Mexico City Blues

Roma (Alfonso Cuarón, 2018)

I really wanted to like this more than I did — for such a beautiful film where nothing happens, it cranks up tensions of nasty things happening, but the characters seem remarkably unscathed.

I was worried about the dog.

It seemed to be producing an awful lot of shit given the maids seemed to be constantly scooping it up.

Indeed, the opening sequence is of a driveway being flushed clean and mopped, the occasion aeroplane reflected in the puddle. And then there are a series of long, panning, shots, following characters, especially the maid Cleo (Yalitza Aparicio) around a Mexico City house. Cuarón has form for this, of course, especially in Children of Men and Gravity, in the latter offering a sense of trappedness. It’s the wonder of the digital age that you can’t see the joins, unlike poor old Alfred Hitchcock who had to focus in on a dark surface to stitch bits of Rope together. There’s a sequence of a street protest and police violence, which I suspect was largely CGI.
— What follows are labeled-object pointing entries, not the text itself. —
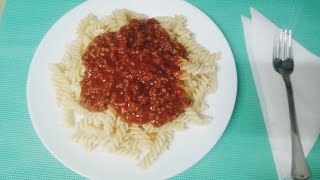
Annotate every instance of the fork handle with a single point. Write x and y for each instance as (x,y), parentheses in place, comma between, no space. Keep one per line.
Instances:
(299,167)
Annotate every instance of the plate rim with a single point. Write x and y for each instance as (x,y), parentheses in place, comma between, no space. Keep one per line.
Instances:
(36,127)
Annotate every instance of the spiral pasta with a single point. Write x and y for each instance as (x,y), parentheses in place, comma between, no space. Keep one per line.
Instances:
(143,143)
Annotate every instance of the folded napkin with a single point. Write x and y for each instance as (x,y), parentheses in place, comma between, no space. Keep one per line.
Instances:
(259,35)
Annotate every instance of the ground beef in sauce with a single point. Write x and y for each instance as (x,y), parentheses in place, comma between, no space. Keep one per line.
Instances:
(136,72)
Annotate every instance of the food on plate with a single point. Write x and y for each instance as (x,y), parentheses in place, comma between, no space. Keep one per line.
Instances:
(128,82)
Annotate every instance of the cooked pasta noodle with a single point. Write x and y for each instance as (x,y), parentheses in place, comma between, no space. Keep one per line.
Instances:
(141,142)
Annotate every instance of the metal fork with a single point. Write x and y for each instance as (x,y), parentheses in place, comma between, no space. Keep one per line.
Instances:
(283,64)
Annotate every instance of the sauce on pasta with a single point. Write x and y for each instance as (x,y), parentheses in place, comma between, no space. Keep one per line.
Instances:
(135,71)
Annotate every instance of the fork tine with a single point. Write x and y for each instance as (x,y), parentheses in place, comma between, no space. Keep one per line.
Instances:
(285,45)
(280,48)
(290,49)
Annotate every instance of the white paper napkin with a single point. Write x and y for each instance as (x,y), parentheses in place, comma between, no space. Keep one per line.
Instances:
(259,35)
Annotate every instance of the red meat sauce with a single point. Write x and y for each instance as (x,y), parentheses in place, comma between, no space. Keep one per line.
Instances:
(136,72)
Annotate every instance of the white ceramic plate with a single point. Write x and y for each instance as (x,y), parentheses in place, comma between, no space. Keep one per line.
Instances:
(187,148)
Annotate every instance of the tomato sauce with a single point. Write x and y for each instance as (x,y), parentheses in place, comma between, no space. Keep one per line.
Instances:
(136,71)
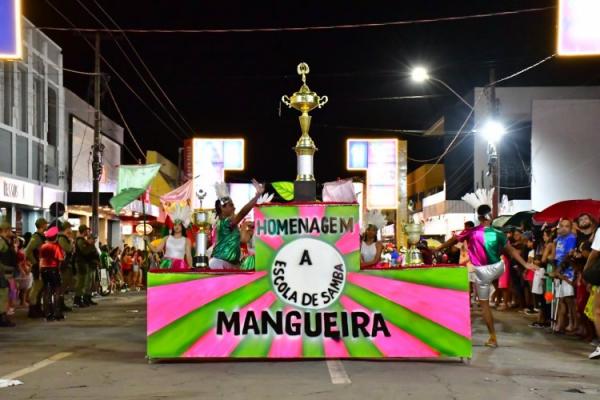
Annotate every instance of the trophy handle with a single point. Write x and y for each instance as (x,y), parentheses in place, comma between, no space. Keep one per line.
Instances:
(322,101)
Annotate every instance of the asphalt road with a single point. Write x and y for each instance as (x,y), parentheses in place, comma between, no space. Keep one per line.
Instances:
(99,354)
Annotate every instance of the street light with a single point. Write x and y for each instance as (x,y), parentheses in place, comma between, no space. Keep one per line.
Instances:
(420,75)
(493,131)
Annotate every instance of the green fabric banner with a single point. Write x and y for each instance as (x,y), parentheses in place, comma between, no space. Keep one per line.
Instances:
(133,181)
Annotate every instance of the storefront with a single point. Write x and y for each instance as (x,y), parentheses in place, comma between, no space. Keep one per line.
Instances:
(22,202)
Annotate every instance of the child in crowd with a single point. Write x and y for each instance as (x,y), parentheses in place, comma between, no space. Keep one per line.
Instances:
(51,255)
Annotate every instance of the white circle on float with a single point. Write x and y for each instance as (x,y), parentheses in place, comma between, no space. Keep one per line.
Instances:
(321,280)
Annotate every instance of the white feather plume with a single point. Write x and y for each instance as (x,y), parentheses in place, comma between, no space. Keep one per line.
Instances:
(265,198)
(222,190)
(375,218)
(480,197)
(181,213)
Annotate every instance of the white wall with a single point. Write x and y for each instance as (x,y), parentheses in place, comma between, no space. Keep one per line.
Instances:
(515,106)
(565,151)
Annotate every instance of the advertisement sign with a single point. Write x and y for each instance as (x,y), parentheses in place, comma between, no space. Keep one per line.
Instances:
(308,298)
(210,159)
(10,29)
(379,157)
(578,28)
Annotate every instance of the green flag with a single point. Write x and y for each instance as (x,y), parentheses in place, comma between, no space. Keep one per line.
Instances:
(133,181)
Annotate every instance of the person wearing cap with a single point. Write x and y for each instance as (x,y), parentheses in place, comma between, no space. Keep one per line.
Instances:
(51,256)
(66,269)
(8,261)
(85,256)
(32,255)
(485,245)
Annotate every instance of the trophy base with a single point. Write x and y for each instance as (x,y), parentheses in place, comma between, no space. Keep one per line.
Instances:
(200,262)
(305,191)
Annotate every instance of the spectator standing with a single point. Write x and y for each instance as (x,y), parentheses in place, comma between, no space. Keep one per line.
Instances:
(67,276)
(591,274)
(32,255)
(51,257)
(8,261)
(85,256)
(564,276)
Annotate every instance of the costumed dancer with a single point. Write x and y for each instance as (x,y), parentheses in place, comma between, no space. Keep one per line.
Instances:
(33,258)
(485,245)
(177,247)
(370,247)
(8,261)
(227,252)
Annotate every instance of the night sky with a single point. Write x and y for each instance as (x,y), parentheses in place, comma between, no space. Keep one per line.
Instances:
(230,83)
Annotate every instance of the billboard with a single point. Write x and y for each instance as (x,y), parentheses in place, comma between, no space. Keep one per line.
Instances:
(379,157)
(578,28)
(210,159)
(10,30)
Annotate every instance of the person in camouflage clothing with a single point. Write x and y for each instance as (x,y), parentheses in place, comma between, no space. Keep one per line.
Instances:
(8,261)
(86,260)
(66,269)
(32,256)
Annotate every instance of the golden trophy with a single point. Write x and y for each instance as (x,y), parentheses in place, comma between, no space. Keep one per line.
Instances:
(413,255)
(305,100)
(201,222)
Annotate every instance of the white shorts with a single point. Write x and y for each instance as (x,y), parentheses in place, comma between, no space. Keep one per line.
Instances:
(565,290)
(537,286)
(217,263)
(485,275)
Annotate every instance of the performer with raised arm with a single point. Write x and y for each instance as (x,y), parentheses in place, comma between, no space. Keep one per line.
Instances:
(227,252)
(485,245)
(177,247)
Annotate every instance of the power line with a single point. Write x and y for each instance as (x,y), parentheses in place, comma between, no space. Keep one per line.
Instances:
(125,122)
(313,28)
(118,75)
(146,67)
(132,64)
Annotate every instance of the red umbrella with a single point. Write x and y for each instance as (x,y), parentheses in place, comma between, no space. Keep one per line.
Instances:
(569,209)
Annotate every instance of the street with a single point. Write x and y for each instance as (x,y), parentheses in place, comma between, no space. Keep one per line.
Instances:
(100,353)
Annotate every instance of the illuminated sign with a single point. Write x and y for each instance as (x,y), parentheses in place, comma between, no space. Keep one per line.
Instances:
(379,157)
(10,29)
(211,158)
(578,27)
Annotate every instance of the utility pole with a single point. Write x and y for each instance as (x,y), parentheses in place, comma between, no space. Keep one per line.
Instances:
(493,156)
(97,148)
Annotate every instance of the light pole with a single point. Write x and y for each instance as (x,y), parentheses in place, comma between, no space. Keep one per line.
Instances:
(493,131)
(420,75)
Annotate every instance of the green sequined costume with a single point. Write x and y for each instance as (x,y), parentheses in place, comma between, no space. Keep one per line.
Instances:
(228,242)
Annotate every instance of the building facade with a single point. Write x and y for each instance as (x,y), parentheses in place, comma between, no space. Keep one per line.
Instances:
(32,147)
(79,129)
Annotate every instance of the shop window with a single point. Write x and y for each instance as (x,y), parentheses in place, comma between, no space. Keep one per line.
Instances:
(38,108)
(5,151)
(37,161)
(52,137)
(22,157)
(23,100)
(7,93)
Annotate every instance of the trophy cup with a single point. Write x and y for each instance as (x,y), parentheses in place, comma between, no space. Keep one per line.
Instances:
(201,222)
(305,100)
(413,255)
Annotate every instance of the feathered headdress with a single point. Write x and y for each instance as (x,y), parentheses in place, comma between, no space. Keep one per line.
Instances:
(265,198)
(222,193)
(479,198)
(181,215)
(374,218)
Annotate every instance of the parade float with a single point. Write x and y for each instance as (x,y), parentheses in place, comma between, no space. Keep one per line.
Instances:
(307,296)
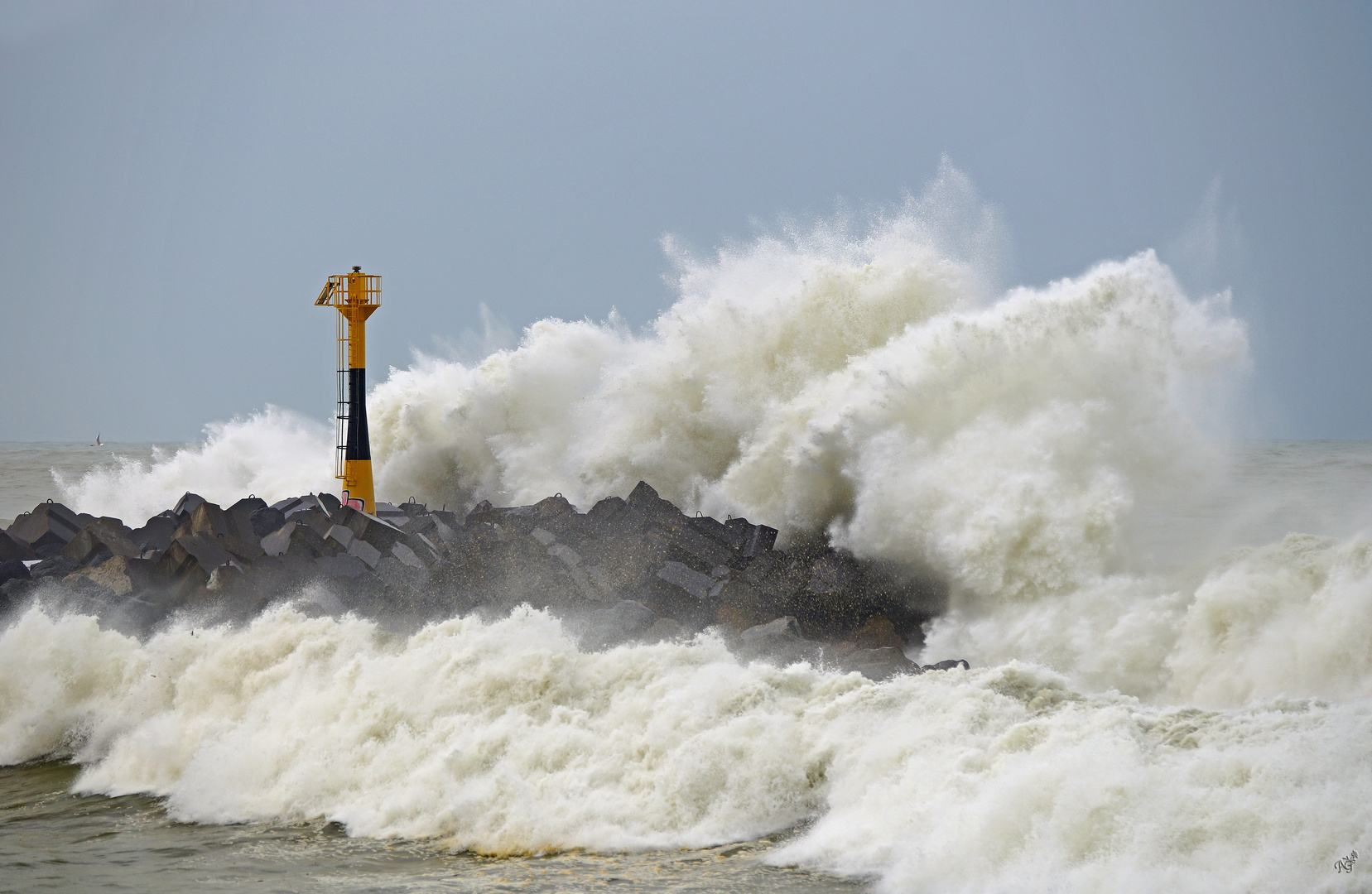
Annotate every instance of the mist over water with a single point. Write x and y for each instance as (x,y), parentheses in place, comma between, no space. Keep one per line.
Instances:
(1157,702)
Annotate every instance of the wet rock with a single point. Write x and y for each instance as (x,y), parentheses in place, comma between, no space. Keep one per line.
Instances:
(623,622)
(371,528)
(346,566)
(879,632)
(99,541)
(52,566)
(12,549)
(401,576)
(265,522)
(47,530)
(879,664)
(156,534)
(16,591)
(121,574)
(778,641)
(363,551)
(300,539)
(14,570)
(482,513)
(188,561)
(392,513)
(700,586)
(248,507)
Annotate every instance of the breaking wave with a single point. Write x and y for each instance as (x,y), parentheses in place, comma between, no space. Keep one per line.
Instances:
(505,739)
(1127,726)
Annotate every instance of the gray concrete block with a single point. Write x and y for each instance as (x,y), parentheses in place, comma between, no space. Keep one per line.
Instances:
(187,503)
(12,549)
(104,536)
(365,551)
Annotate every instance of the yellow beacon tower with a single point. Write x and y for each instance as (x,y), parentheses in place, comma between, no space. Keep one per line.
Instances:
(357,295)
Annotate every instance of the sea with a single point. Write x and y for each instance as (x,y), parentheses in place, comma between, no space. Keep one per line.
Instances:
(1167,624)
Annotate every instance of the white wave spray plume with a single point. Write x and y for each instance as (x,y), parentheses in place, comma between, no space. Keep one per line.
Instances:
(1124,728)
(503,738)
(272,454)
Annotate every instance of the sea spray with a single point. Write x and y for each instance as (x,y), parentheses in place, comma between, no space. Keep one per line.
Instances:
(503,738)
(1127,726)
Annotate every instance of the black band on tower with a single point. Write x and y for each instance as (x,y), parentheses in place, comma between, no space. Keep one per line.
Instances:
(359,443)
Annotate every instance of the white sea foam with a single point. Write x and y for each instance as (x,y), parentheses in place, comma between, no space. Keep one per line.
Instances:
(1131,726)
(503,738)
(271,454)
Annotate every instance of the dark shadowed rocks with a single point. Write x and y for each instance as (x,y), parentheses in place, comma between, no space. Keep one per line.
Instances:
(628,570)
Gravity is invoked as the characters go to see Marooned at the cinema — as a biographical account of Cuarón’s family’s maid it could be that this is a sourcebook for his motifs. The maid seems as close to the children as their mother Sofía (Marina de Tavira) and certainly closer than their father Antonio (Fernando Grediaga). Cleo begins an affair with Fermín (Jorge Antonio Guerrero), who seems more interesting in twirling his cane and practicing martial arts than being a decent human being. One of the characters is presumably Cuarón, although the families don’t quite match up.

Despite the digital jiggery poker, it is an old fashioned film, a 1960s or earlier social realist European art house movie. The camera loves Cleo, and Fermín, and 1970s Mexico City. It demands a patience I wasn’t quite in the mood to give it.